Morgan Stanley a abaissé la note de Lynas de « Surpondérer » à « Pondération en ligne » à la mi-avril, citant le changement de direction comme une préoccupation majeure pour le producteur de terres rares. La banque maintient un objectif de cours de 20,45 $AU sur l'action. Ce déclassement contraste avec l'objectif de cours de 24 $US de Jefferies et la note « Surperformance » de William Blair. Ord Minnett a maintenu une recommandation de « Vente ».

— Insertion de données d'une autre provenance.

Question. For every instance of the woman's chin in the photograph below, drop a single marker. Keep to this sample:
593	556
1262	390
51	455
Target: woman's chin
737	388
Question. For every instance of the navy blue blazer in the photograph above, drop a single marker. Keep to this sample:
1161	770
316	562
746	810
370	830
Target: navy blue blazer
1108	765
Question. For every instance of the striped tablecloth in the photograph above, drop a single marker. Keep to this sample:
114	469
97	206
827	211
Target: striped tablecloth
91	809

L'action a perdu environ 6,7 % dans la semaine suivant l'annonce du départ de la PDG. Une recherche mondiale pour un successeur est en cours, et son orientation stratégique sera cruciale pour combler un écart de valorisation qu'un modèle estime à 45 % en dessous de la valeur intrinsèque.
La force opérationnelle face aux doutes du marché
La réaction du marché est en contradiction avec les réalisations opérationnelles de l'entreprise. Le chiffre d'affaires brut du troisième trimestre a atteint 265 millions de dollars australiens, soit plus du double de la même période l'an dernier, porté par une augmentation séquentielle des prix de 25 % pour l'oxyde de néodyme-praséodyme (NdPr). La production totale d'oxydes de terres rares a bondi de 69 % pour atteindre 3 233 tonnes.
Sur le plan stratégique, Lynas a obtenu un accord restructuré avec le Pentagone américain, qui a réorienté 96 millions de dollars US vers un accord d'enlèvement (off-take) de quatre ans pour les produits de Lynas. Cela complète un contrat séparé de 96 millions de dollars US avec le Pentagone et un accord d'approvisionnement avec le Japon courant jusqu'en 2038, consolidant le rôle de Lynas en tant que fournisseur clé non chinois.
L'incertitude découle de l'annonce du départ de la PDG Amanda Lacaze, qui quittera ses fonctions d'ici la fin de l'exercice 2026. Au cours de ses douze années de mandat, Lacaze a transformé Lynas, passant d'un petit mineur à une entreprise qui a brièvement touché une capitalisation boursière de 15 milliards de dollars australiens.
Le recul de l'action la porte à son point le plus bas depuis l'annonce de la PDG, mettant à l'épreuve la conviction des investisseurs. Le prochain catalyseur majeur de la société sera l'annonce d'un successeur et de son plan pour diriger la prochaine phase de croissance de l'entreprise.
Cet article est uniquement à titre informatif et ne constitue pas un conseil en investissement.